Genivia / ugrep

NEW ugrep 6.5: a more powerful, ultra fast, user-friendly, compatible grep. Includes a TUI, Google-like Boolean search with AND/OR/NOT, fuzzy search, hexdumps, searches (nested) archives (zip, 7z, tar, pax, cpio), compressed files (gz, Z, bz2, lzma, xz, lz4, zstd, brotli), pdfs, docs, and more
https://ugrep.com
BSD 3-Clause "New" or "Revised" License
2.57k stars 109 forks source link

Read $HOME config before (and in addition to) the one in $PWD #320

Closed stepnem closed 9 months ago

stepnem commented 9 months ago

Unlike tools like code formatters or linters where a single unified config maintained as part of a code repository or directory tree makes sense, for a search tool it is more ergonomic to always load user customization as a base for further directory-specific adjustments.

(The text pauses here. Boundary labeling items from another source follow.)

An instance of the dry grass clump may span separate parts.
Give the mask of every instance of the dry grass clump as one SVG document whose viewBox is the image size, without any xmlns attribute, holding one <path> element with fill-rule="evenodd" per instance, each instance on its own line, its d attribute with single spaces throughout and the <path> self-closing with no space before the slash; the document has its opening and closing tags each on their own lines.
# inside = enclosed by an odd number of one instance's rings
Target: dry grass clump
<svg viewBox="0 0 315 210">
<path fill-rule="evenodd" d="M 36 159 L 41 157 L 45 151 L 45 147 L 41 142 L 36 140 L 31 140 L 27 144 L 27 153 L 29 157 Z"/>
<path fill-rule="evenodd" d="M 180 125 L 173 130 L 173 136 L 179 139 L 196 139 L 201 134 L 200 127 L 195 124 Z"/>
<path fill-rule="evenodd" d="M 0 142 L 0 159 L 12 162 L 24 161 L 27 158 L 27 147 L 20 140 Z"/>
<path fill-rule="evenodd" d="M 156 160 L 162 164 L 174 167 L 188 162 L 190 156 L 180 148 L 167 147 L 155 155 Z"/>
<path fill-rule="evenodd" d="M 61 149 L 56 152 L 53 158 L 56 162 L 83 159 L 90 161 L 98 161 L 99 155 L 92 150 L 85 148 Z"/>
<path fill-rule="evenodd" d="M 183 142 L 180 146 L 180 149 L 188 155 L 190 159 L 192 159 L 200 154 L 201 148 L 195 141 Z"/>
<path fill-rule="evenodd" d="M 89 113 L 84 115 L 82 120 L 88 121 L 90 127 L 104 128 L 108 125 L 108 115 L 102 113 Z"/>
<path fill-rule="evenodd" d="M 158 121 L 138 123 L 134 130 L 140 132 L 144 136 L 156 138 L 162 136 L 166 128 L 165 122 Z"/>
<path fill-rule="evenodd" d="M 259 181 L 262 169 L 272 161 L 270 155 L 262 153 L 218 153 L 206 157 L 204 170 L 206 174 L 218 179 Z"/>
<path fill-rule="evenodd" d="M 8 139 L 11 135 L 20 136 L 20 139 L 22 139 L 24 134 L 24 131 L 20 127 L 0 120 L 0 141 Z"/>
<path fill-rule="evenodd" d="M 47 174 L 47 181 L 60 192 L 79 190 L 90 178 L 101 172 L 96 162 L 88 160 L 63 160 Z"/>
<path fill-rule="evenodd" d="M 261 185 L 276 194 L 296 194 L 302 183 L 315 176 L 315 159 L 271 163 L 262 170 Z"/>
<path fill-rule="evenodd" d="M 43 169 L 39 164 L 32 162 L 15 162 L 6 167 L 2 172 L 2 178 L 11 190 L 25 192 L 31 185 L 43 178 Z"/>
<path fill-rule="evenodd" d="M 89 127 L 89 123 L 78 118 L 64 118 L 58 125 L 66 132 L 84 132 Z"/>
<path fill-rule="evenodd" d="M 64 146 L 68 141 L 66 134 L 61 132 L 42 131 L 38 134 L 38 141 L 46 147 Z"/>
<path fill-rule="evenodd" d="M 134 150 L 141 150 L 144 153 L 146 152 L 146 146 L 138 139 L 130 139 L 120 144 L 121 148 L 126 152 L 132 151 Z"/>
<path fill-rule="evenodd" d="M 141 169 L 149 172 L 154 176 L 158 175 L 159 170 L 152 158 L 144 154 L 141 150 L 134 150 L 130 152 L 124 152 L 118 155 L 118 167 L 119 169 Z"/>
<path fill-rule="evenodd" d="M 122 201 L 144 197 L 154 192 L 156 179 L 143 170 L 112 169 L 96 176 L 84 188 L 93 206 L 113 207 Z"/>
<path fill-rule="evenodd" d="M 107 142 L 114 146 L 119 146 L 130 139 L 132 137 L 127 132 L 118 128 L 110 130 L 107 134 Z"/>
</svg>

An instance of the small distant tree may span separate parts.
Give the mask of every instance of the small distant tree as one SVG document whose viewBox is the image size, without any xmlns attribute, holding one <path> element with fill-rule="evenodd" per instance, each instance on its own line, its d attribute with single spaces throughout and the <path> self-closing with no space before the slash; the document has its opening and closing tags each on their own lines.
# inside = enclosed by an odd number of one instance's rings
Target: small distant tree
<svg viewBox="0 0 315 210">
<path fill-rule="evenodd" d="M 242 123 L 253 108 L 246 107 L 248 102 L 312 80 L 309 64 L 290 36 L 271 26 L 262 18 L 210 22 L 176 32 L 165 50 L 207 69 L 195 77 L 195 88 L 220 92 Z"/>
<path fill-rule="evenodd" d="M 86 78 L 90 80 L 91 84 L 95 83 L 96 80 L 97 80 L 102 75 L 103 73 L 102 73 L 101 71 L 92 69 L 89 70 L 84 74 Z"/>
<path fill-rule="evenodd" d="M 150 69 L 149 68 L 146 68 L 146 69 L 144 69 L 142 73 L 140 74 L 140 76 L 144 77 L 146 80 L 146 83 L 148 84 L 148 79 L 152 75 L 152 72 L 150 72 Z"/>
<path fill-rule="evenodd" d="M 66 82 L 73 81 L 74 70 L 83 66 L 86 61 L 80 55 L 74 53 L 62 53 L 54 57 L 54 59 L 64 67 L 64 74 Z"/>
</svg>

Before this, one had to copy and maintain common customizations in each directory-specific .ugrep file.

Now one can put generic settings like coloring, line numbering etc. in the $HOME .ugrep, and only maintain dir/repo-specific settings like includes/excludes in the relevant local .ugrep files.

NB: This is an RFC/PoC: it works for me and the test suite passes, but I'm not very familiar with either the code base or C++. I have also only included a minimal doc change, as there is a lot of redundancy in existing documentation; if we agree this PR is viable, I can include further documentation updates.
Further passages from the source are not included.